When you are generous, you give away something that you would actually quite like to keep for yourself.  Billionaires who give away eye popping sums of money are less generous than a child who gives the last bite of his cookie to you.  This is clearly illustrated in the parable of the widow’s mite in which a poor widow who gives all she has is lauded as being the ideal of generosity compared to rich men who give from their excess.

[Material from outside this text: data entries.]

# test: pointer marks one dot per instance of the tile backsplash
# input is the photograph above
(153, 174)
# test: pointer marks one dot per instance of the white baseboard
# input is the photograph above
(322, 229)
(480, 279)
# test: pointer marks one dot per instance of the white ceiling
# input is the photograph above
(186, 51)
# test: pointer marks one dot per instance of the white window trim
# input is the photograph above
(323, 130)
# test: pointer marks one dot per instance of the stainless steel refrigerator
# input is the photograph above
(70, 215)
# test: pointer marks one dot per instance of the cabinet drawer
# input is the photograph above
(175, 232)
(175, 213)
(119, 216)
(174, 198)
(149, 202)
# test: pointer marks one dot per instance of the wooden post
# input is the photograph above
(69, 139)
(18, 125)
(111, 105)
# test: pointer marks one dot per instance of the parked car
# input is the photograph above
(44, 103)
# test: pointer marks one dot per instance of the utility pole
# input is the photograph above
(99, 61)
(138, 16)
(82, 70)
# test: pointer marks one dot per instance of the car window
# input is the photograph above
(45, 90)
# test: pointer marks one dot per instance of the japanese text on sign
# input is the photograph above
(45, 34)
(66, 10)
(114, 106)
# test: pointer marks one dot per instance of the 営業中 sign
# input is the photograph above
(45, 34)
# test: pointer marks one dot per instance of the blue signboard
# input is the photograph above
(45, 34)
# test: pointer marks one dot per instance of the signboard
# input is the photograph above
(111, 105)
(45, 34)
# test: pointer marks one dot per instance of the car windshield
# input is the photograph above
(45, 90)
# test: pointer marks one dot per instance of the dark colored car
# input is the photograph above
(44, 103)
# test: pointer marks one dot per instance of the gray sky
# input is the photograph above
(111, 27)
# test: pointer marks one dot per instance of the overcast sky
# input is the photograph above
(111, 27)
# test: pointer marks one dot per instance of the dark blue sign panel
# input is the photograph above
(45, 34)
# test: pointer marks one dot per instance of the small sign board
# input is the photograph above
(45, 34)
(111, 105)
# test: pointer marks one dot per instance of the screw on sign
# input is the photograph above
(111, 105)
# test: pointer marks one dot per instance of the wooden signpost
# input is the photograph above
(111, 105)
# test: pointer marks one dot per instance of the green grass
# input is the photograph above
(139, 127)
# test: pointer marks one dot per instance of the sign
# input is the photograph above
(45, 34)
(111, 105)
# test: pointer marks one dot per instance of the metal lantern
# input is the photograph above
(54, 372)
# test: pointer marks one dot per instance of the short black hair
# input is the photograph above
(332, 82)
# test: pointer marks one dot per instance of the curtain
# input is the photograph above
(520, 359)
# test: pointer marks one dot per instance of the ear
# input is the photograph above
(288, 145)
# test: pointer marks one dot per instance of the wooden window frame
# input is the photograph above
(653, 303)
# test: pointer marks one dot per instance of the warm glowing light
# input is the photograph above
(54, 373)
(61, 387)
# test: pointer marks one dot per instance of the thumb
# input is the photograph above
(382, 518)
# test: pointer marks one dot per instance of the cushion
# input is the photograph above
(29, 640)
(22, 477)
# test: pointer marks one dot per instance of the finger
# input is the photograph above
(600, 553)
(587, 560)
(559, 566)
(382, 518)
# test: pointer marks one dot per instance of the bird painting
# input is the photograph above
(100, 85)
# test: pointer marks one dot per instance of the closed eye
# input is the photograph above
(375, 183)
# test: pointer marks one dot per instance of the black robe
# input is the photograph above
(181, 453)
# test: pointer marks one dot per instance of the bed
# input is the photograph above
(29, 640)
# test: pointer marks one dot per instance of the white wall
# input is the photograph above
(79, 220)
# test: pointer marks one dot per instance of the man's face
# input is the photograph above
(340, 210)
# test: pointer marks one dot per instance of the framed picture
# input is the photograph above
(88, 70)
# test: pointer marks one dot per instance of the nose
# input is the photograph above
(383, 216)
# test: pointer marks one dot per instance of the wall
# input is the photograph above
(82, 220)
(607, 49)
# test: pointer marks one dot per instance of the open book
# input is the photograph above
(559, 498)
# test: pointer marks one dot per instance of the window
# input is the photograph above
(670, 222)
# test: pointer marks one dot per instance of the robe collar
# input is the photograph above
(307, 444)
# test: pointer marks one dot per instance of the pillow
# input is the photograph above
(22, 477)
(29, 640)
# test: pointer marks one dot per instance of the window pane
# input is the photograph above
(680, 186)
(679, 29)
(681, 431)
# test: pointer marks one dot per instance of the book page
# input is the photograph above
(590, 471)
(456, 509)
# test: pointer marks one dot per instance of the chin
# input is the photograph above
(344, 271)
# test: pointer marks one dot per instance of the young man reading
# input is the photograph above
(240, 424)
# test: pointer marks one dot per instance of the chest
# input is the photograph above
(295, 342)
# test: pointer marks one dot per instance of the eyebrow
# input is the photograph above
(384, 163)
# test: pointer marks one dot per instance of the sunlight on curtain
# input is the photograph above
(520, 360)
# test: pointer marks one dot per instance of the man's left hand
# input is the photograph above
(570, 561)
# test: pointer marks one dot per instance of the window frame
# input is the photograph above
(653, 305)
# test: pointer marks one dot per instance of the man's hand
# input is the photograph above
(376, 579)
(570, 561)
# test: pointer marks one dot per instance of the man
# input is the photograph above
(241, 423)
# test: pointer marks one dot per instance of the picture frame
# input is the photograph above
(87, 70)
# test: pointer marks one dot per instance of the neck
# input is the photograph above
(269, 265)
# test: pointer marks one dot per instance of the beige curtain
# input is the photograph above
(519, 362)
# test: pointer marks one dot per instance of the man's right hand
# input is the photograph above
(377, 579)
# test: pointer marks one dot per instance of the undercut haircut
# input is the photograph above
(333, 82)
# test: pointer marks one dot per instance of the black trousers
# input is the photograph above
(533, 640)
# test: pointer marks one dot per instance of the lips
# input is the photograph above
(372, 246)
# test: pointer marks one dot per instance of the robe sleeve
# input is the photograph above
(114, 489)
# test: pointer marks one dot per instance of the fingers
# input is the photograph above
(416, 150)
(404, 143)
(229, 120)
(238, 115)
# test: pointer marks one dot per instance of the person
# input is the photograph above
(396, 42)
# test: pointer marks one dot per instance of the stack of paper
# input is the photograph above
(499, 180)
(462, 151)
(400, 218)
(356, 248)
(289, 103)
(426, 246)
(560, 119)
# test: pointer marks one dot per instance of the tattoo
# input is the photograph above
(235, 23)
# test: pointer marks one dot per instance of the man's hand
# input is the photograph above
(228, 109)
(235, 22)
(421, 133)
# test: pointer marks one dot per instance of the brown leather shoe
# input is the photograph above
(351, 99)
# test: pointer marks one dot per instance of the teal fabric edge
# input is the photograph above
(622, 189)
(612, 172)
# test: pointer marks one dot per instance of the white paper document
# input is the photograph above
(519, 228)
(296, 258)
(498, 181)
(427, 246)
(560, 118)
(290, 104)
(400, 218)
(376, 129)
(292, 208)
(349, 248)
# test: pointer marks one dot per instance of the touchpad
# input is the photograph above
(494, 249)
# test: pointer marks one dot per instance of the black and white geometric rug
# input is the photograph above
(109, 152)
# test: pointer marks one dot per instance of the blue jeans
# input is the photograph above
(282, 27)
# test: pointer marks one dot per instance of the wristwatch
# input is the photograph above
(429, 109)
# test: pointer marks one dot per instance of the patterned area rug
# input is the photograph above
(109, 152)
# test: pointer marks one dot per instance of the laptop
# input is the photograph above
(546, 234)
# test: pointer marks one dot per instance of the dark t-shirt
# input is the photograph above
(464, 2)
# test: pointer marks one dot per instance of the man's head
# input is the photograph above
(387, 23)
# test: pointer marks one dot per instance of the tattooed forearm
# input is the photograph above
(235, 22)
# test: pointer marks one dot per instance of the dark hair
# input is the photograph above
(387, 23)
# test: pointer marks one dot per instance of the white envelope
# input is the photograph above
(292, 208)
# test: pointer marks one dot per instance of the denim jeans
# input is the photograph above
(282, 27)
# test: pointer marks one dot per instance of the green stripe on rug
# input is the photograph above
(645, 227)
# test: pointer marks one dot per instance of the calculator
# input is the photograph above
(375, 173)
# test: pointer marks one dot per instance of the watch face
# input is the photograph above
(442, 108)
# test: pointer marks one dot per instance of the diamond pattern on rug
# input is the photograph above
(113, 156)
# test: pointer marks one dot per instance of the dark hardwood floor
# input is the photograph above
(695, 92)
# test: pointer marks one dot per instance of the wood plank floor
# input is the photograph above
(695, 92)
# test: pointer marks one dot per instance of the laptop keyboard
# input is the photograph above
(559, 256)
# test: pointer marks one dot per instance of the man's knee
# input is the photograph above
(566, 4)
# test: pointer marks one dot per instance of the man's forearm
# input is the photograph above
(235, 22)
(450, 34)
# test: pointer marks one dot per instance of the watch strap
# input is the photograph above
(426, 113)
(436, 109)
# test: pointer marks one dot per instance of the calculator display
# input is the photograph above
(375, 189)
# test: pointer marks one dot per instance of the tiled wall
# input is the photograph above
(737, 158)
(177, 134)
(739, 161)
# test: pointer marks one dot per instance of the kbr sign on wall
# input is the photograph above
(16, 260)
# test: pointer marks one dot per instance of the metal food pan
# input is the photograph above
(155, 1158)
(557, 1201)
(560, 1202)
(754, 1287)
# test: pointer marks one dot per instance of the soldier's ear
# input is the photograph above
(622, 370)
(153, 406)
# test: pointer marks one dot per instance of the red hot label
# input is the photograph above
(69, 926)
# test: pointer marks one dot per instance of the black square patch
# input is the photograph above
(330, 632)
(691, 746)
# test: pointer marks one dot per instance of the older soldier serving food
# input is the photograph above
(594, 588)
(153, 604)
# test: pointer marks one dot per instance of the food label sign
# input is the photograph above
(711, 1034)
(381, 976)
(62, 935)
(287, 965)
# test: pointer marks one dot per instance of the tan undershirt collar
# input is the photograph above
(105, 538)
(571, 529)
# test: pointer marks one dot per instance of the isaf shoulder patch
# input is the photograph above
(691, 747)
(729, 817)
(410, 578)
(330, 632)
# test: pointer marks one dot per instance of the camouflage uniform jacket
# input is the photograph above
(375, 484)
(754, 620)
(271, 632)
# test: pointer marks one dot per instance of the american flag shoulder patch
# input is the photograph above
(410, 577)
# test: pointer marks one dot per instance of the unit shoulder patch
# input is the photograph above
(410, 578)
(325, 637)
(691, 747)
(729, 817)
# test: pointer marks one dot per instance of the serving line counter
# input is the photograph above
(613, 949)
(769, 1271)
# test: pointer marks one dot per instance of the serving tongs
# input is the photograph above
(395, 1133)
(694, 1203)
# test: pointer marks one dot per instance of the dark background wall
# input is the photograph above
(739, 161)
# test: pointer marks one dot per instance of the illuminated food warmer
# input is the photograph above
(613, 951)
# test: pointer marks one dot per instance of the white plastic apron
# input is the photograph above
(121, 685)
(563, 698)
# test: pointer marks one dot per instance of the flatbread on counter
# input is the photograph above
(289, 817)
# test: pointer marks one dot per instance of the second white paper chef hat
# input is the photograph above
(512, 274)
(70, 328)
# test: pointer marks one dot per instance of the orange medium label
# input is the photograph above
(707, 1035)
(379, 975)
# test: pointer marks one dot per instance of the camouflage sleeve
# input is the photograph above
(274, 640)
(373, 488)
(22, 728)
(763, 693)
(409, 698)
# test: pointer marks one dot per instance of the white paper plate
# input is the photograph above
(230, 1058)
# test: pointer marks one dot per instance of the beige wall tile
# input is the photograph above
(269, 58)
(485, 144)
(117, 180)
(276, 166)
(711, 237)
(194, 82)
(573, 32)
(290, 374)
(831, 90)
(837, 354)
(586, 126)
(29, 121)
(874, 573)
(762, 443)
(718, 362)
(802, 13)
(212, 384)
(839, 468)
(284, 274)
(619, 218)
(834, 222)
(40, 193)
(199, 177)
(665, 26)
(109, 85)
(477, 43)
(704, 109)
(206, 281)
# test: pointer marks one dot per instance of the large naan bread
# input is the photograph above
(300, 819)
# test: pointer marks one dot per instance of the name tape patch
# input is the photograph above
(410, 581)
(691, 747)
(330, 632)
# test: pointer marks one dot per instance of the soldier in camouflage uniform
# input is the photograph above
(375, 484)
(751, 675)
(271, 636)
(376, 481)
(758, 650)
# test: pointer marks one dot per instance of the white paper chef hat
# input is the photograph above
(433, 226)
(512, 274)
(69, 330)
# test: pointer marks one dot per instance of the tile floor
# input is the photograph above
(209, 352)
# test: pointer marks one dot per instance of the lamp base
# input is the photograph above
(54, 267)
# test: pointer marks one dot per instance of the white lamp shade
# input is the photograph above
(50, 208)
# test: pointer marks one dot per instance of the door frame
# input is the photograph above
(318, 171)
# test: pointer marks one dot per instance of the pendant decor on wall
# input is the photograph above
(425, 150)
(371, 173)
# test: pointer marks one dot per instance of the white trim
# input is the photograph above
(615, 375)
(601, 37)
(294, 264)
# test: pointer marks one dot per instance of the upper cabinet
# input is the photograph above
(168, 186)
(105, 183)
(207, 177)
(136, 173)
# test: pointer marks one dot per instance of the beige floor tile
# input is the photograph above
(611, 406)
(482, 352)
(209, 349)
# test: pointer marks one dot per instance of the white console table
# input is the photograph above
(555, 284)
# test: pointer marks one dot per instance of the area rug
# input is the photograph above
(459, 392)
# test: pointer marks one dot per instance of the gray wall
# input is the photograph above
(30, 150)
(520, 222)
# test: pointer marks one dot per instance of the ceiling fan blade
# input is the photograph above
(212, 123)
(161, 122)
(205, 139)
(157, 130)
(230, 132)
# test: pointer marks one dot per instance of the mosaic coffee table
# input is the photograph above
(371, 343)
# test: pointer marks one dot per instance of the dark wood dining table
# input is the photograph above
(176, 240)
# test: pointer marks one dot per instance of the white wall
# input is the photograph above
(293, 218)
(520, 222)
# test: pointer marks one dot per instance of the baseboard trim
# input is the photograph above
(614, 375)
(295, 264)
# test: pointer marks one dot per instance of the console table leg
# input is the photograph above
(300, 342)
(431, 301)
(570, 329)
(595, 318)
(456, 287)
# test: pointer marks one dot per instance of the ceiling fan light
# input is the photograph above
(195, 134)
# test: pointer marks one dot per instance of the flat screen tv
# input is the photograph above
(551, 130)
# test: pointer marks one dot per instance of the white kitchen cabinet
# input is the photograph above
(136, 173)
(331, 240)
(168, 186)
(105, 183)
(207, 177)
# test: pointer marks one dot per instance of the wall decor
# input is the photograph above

The more I meditate on the idea that generosity cannot exist without greed, that they have to co-exist in the same moment in order to make generosity meaningful, the closer I come to understanding that joy and pain must co-exist in the same way.  I don’t yet see how, but I think it must be true.  Certainly the victims and villains of the previous poem are dependent on each other.  Without the arms merchant, there is no starving child and without people willing to starve children, there is no arms merchant.

Kid Test

I asked my kids – would I be generous if I gave you my nice juicy bell pepper?  They laughed (I have a pepper allergy and loathe them).  How about generously sharing with you a slice of birthday cake?  (I have no sweet tooth).  It was obvious to them and to me that I could NOT be generous without being greedy, at the same time.

Love and Vulnerability

Maybe for love, it’s about vulnerability.  You can’t truly, deeply love someone without opening yourself to them, and making yourself vulnerable feels pretty unsafe.  In a way, we decry young love as being immoderate and unwise, but the purity of love expressed by a 14 year old who throws their heart away with wild abandon, how they would remain all day and all night in the beloved’s presence if it were permitted.  How the briefest of separation is agony.  We say that’s not love, but isn’t that closer to the way our dog loves us than the way we more prudently and self-sufficiently love our friends and partners, guarding our true hearts from harm by limiting our vulnerability, even with our most intimate and beloved ones?  If we could learn to allow that vulnerability to co-exist with the love, how much wilder and more powerful would that love be, and unavoidably, how much more vulnerable to rejection would we be.

TL;DR

Positive emotions or impulses must co-exist with their “negative” opposites in order to have meaning.  Giving away something you are not greedy for (at least a little) is not generous; it’s like throwing out trash.